Ciò, perlomeno, se si accoglie una lettura dell’art. 41, comma 2, Cost. (sui limiti alla libertà di iniziativa economica privata, specialmente con riguardo al limite della “utilità sociale”) per la quale esso conterrebbe una norma di carattere non meramente programmatico (rivolta, cioè, solamente al legislatore, il quale sarebbe tenuto a individuare e regolare i limiti alla libertà di iniziativa economica privata, fermo restando che tutto ciò che rientra entro detti limiti sarebbe da considerarsi perfettamente legittimo), ma di carattere precettivo: una norma, cioè, rivolta direttamente agli operatori del mercato, i quali dovrebbero (auto)limitarsi in modo che l’attività economica non risulti concretamente in contrasto con l’utilità sociale, la dignità umana, l’ambiente, e gli altri limiti previsti all’art. 41, comma 2, Cost. Il “come”, poi, è tutto da definire.
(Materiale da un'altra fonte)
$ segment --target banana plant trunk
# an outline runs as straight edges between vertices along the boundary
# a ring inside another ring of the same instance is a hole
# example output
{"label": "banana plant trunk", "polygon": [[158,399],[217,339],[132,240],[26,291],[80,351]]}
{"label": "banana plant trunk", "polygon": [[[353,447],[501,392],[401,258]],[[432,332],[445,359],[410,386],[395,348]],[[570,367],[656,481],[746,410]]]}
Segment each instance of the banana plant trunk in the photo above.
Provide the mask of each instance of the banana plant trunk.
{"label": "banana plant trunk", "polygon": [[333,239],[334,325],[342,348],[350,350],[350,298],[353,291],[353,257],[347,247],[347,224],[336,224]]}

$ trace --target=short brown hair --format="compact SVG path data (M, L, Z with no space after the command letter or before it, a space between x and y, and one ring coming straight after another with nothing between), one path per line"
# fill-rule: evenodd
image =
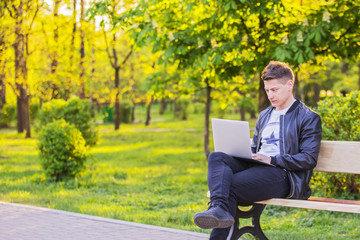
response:
M277 79L283 83L294 80L294 73L291 68L283 62L270 61L262 73L263 81Z

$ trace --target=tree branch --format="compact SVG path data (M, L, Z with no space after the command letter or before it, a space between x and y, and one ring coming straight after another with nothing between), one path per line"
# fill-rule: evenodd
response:
M254 45L254 47L255 47L255 50L257 50L259 47L256 45L256 43L255 43L255 41L254 41L254 38L251 36L251 33L250 33L248 27L247 27L246 24L245 24L244 18L243 18L243 17L240 17L240 19L241 19L241 24L242 24L242 26L244 27L246 34L248 35L248 38L250 38L250 39L252 40L253 45Z
M109 48L109 44L108 44L108 41L107 41L107 36L106 36L106 32L105 30L103 29L103 33L104 33L104 38L105 38L105 44L106 44L106 53L109 57L109 60L110 60L110 64L113 68L116 68L115 66L115 63L112 61L112 56L111 56L111 53L110 53L110 48Z
M124 61L121 63L121 65L124 65L126 63L126 61L129 59L129 57L131 56L131 54L133 53L133 46L131 46L131 50L128 53L128 55L125 57ZM155 63L154 63L155 64Z

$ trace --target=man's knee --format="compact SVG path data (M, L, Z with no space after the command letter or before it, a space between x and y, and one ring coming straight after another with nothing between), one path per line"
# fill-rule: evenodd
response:
M208 157L208 161L210 162L210 161L224 160L227 159L228 157L229 155L223 152L212 152Z
M227 155L226 153L212 152L208 157L208 166L209 165L217 166L218 164L231 165L231 161L233 161L233 158Z

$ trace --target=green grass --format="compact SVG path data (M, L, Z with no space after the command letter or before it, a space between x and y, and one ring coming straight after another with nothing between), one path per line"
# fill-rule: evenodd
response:
M66 183L45 180L36 139L1 129L0 200L209 233L192 221L208 202L202 115L97 129L87 170ZM358 214L267 206L261 223L269 239L360 238Z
In ogni modo, rimane da chiedersi se – restando sul piano della politica del diritto – sia “costituzionalmente” opportuno che le scelte che attengono alla selezione degli interessi collettivi da tutelare e alle modalità di risoluzione dei conflitti (eventuali) fra gli stessi – implicando decisioni di carattere politico – vadano affidate, nei Paesi di democrazia rappresentativa, a soggetti che fondano direttamente o indirettamente la loro legittimazione sul voto espresso dall’elettorato, o, piuttosto, alle imprese (anche private); sorge il dubbio, in altri termini, se sia adeguato che lo Stato “passi il testimone” della salvaguardia dei valori ESG direttamente alle imprese (e, dunque, ai loro managers o ai loro azionisti).
Giulia Ballerini
Approfondimenti
Cian, Principi dell’ordinamento giuridico-economico e sviluppo sostenibile in Italia e Austria, in corso di pubblicazione su Nuove leggi civ., 1/2022
European Company Law Experts Group, The European Parliament’s Draft Directive on Corporate Due Diligence and Corporate Accountability, in Riv. soc., 2021, 276 ss.
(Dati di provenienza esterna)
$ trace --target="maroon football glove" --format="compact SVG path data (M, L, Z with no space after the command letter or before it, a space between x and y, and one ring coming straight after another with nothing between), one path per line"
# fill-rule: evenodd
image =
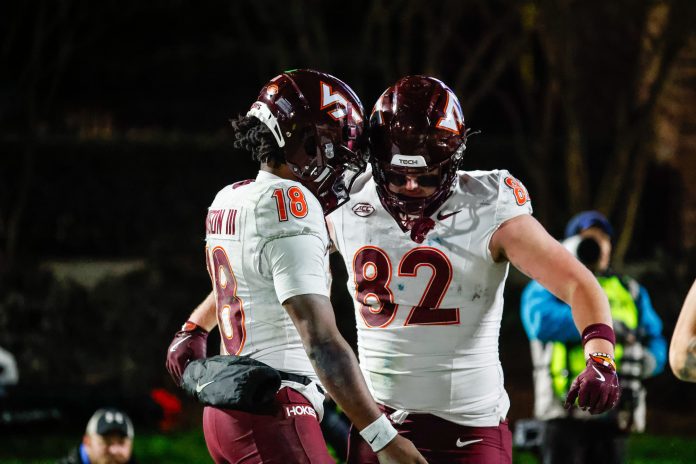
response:
M578 400L578 406L589 409L590 414L601 414L613 408L619 401L621 388L616 367L610 356L593 353L587 360L587 367L573 381L565 401L570 409Z
M167 371L177 385L181 385L181 377L188 364L205 358L207 350L208 331L191 321L181 327L174 335L174 340L167 349Z

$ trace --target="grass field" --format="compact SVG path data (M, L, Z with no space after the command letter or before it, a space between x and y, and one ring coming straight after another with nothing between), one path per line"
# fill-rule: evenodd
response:
M77 438L79 440L79 437ZM52 463L67 454L76 443L75 435L31 436L2 434L0 464ZM203 441L203 432L194 429L172 434L140 433L135 437L135 453L141 464L212 462ZM514 452L515 464L534 464L527 452ZM629 441L631 464L696 463L696 439L672 436L634 435Z
M539 461L528 452L513 452L515 464L536 464ZM628 442L630 464L687 464L696 463L696 439L636 434ZM591 464L591 463L590 463Z

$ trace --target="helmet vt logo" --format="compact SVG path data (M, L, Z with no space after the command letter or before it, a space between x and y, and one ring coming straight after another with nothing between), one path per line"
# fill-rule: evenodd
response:
M325 82L320 82L321 85L321 108L324 109L327 106L331 106L334 103L336 104L336 108L333 111L329 111L329 116L331 116L335 120L339 120L343 117L345 117L347 113L347 108L348 108L348 100L346 97L344 97L341 92L335 91L331 88L331 86ZM355 111L355 108L352 108L351 115L353 116L353 119L355 119L356 122L362 121L362 118L360 117L360 113L358 111Z
M461 135L462 121L464 120L462 109L459 107L457 99L453 98L452 92L447 90L446 93L447 103L445 103L445 115L440 118L435 127Z

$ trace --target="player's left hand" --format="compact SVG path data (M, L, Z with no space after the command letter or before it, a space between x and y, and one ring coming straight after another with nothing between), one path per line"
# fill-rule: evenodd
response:
M207 341L208 331L191 321L186 321L174 335L174 340L167 348L166 366L177 385L181 385L181 377L191 361L205 358Z
M621 387L613 360L592 354L585 370L570 386L564 406L570 409L577 399L580 408L589 410L590 414L601 414L616 406L620 395Z

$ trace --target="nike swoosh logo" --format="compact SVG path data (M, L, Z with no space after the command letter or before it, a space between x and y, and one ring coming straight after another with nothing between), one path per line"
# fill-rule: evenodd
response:
M459 438L457 438L457 448L463 448L466 445L470 445L472 443L478 443L480 441L483 441L483 438L479 438L478 440L469 440L469 441L461 441Z
M602 375L601 372L599 372L599 369L597 369L597 368L594 367L594 366L592 366L592 369L594 369L595 372L597 373L597 375L599 376L599 377L597 377L597 380L601 380L602 382L604 382L604 376Z
M375 435L374 437L372 437L372 440L368 440L368 443L369 443L369 444L372 444L372 442L375 441L376 439L377 439L377 435Z
M172 347L169 348L169 351L171 351L171 352L176 351L176 347L179 346L179 345L181 345L182 343L184 343L184 342L185 342L186 340L188 340L189 338L191 338L191 335L185 336L184 338L182 338L181 340L179 340L178 342L176 342L174 345L172 345Z
M210 384L213 383L213 382L215 382L215 381L214 381L214 380L211 380L210 382L206 382L206 383L204 383L203 385L201 385L201 384L199 384L198 382L196 382L196 393L200 393L201 391L203 391L203 389L204 389L205 387L207 387L208 385L210 385Z
M455 212L449 213L449 214L442 214L442 211L440 211L439 213L437 213L437 220L443 221L443 220L447 219L448 217L454 216L455 214L461 213L461 212L462 212L461 209L459 211L455 211Z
Macchi, C. Bright, Hardening Soft Law: the Implementation of Human Rights Due Diligence Requirements in Domestic Legislation, in Legal Sources in Business and Human Rights – Evolving Dynamics in International and European Law, a cura di M. Buscemi, N. Lazzerini, L. Magi, D. Russo, Brill, 2020, 218 ss.
Marchetti, Il bicchiere mezzo pieno, in Riv. soc., 2021, 336 ss.
Niro, in Commentario alla Costituzione, a cura di R. Bifulco, A. Celotto, M. Olivetti, Utet, 2006, sub art. 41, 846 ss.
Sacchi, La capacità propulsiva della s.p.a. quotata è andata esaurendosi?, in ODC, 2021, 581 ss.
U. Tombari, La Proposta di Direttiva sulla Corporate Due Diligence e sulla Corporate Accountability: prove (incerte) di un “capitalismo sostenibile”, in Riv. soc., 2021, 375 ss.